Im DEFA-Kopierwerk im Bezirk Köpenick gingen fünf DEFA-Angehörige bei der Festnahme eines Provokateurs tätlich gegen VP-Angehörige vor und forderten die Kollegen der Kodak zu Demonstrationen auf.
Im EAW J. W. Stalin wurden durch eine Frau im Betrieb Unterschriften für die Freilassung der verhafteten Kollegen und Bezahlung der Streiktage gesammelt. Im gleichen Betrieb wurde gegen 14.00 Uhr (19.6.) bemerkt, dass ein Belegschaftsmitglied von Abteilung zu Abteilung ging und versucht hat, die Arbeiter erneut zum Streik zu bewegen. Des Weiteren erhielten wir aus diesem Betrieb die Meldung, dass ein weibliches Belegschaftsmitglied in ihrer Wohnung westliche Agenten verbirgt.
Zwei Jugendliche, die im VEB Ausbau beschäftigt sind und sich aktiv an den Provokationen beteiligt haben, sind am 19.6. von Baustelle zu Baustelle gefahren und haben die Arbeiter zum Streik aufgefordert.
Im Augenblick ist zu bemerken, dass die offene gegnerische Arbeit ziemlich nachgelassen hat, abgesehen von vereinzelten kleineren Vorkommnissen.

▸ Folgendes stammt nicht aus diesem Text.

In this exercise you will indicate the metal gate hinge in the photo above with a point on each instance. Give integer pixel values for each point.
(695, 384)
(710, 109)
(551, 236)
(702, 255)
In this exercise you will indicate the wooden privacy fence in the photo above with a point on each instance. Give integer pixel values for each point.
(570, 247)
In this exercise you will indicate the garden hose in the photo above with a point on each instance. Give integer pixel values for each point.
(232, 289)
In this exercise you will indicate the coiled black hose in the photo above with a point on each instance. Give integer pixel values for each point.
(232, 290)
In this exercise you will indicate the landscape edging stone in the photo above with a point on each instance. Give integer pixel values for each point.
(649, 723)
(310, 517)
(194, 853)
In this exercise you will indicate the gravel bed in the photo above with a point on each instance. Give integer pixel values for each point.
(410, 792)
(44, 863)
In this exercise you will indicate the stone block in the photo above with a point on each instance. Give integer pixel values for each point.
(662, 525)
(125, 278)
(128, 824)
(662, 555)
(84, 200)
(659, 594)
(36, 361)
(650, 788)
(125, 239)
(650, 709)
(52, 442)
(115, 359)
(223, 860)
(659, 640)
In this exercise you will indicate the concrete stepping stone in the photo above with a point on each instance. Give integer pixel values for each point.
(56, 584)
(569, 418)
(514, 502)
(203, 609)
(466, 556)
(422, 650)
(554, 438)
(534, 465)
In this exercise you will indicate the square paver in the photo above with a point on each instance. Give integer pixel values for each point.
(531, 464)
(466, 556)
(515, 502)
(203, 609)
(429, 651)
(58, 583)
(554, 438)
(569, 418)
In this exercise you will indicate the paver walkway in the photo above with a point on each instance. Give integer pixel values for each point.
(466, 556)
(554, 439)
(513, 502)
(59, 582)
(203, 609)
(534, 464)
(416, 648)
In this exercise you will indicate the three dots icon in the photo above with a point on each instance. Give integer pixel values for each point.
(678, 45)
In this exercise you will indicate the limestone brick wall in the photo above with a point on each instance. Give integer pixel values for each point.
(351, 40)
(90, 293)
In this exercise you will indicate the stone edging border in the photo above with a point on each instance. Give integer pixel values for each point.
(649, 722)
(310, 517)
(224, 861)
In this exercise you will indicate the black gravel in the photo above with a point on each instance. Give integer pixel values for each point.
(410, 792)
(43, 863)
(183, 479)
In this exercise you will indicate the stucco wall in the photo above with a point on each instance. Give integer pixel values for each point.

Wie eine Meldung vom 19.6.1953 besagt, sind Studenten der Technischen Hochschule sowie Studenten medizinischer Fakultäten aus Westberlin mit dem Auftrag in den Demokratischen Sektor gekommen, neue Unruhen zu schüren und die Aktion des Gegners zu unterstützen. Weiterhin wurde beobachtet, dass am 19.6., gegen 18.00 Uhr, hinter dem ehemaligen Gestapogebäude1 sich eine Gruppe von ca. 150 Personen bildete.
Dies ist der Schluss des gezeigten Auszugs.